13 fois condamné entre 1989 et 2012, pour des vols, plein, et puis une fois pour trafic de stups, des dégradations, des conduites sous l’empire de l’alcool, puis des conduites malgré l’annulation de son permis. Il est veuf, il a 3 enfants, il a encore les deux mineurs avec lui. Le troisième est handicapé, il vit dans un institut médico éducatif, il voit son père un week-end sur deux. A part ça, le père perçoit l’AAH depuis 2016, il ne peut plus travailler, alors « je fais un peu de ferraille ». Il croule sous des dettes de loyer, il n’a aucun suivi sur le plan social et il se défend mal devant les juges, mais il se défend comme il le peut.

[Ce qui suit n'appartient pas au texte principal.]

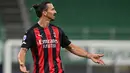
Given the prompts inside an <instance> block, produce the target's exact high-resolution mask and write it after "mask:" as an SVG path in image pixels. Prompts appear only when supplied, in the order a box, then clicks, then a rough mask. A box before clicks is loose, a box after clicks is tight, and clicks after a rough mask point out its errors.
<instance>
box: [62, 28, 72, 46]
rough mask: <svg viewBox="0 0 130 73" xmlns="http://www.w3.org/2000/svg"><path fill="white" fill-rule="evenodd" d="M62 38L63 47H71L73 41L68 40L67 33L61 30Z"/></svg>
mask: <svg viewBox="0 0 130 73" xmlns="http://www.w3.org/2000/svg"><path fill="white" fill-rule="evenodd" d="M60 32H61V33H60V34H61V35H60V36H61V38H60V39H61V40H60V41H61V47H63V48H66V47H68V46H69V44H70V43H71V41H70V40H69V39H68V36H66V35H65V33H64V32H63V30H60Z"/></svg>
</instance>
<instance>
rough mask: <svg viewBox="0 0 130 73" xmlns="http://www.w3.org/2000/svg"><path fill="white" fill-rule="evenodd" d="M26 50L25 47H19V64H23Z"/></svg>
mask: <svg viewBox="0 0 130 73" xmlns="http://www.w3.org/2000/svg"><path fill="white" fill-rule="evenodd" d="M26 51H27V50H26V48H21V50H20V52H19V53H18V61H19V64H21V65H24V64H25V56H26Z"/></svg>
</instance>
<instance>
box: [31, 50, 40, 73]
mask: <svg viewBox="0 0 130 73" xmlns="http://www.w3.org/2000/svg"><path fill="white" fill-rule="evenodd" d="M31 52H32V57H33V61H34V63H36V61H37V60H39V59H36V58H38V52H37V51H35V48H32V49H31ZM37 67H38V65H36V64H34V69H33V73H36V68H37ZM37 73H38V72H37Z"/></svg>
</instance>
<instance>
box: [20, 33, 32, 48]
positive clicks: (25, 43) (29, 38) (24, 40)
mask: <svg viewBox="0 0 130 73" xmlns="http://www.w3.org/2000/svg"><path fill="white" fill-rule="evenodd" d="M32 44H33V38H32V34H31V32H26V33H25V34H24V36H23V39H22V45H21V47H22V48H27V49H29V48H31V47H32Z"/></svg>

Il ne cesse de désigner la victime comme un menteur, toxicomane « connu et reconnu », qui entraîne son fils dans ses dérives, et reconnaît, pour équilibrer la balance, qu’il a lui-même « mes adresses et mes maladresses ».

Le procureur requiert un mandat de dépôt

Bref, c’est l’histoire d’un pauvre bougre aux 55 ans déjà bien abîmés par une vie difficile qui semble irrécupérable. Le vice-procureur, Charles Prost, requiert un mandat de dépôt pour la partie ferme d’une peine mixte (18 mois dont 6 mois assortis d’un sursis probatoire de 2 ans). « Il répète qu’il est désolé, mais on ne sait pas de quoi. Il ne répond pas aux questions, or ce dossier est accablant. » Le procureur demande des obligations de soins. Maître Duquennoy plaide contre ce mandat de dépôt : « C’est un ancien toxicomane qui élève seul ses enfants, et depuis 9 ans il n’a pas fait parler de lui. Il faut en tenir compte. Il a un logement et deux enfants encore à charge, et il voit son fils handicapé tous les 15 jours. »

Les juges sortent pour délibérer. Au retour du tribunal, le prévenu est absent, tout le monde suppose qu’il est parti par crainte du mandat de dépôt. Son avocat part le chercher. Un ange passe, puis deux, puis trois… « Bon, on va rendre le délibéré si un avocat présent accepte de substituer maître Duquennoy. »

8 mois de prison aménagés en DDSE et 2 ans de suivi

Le tribunal déclare le prévenu coupable et le condamne à une peine de 16 mois de prison dont 8 mois sont assortis d’un sursis probatoire pendant 2 ans. Obligations de soins en addictologie, d’indemniser les victimes. Interdiction de contact et de paraître à leur domicile. Le tribunal ordonne l’exécution provisoire (cela signifie que les interdictions et obligations prennent effet immédiatement). Le prévenu arrive, tout essoufflé… Le président reprend, ajoute l’interdiction de porter une arme pendant 15 ans, et lui dit que les 8 mois ferme sont aménagés ab initio en détention à domicile sous surveillance électronique (DDSE).

On demande au prévenu d’attendre que les victimes soient parties avant de sortir. Les embrouilles, n’est-ce pas, sont comme des braises duquel un feu peut subitement renaître à tout moment, or en principe la décision met fin à cette relation mauvaise de part et d’autre. Un conseiller pénitentiaire d’insertion et de probation suivra ce monsieur à la santé visiblement entamée, pendant 2 ans.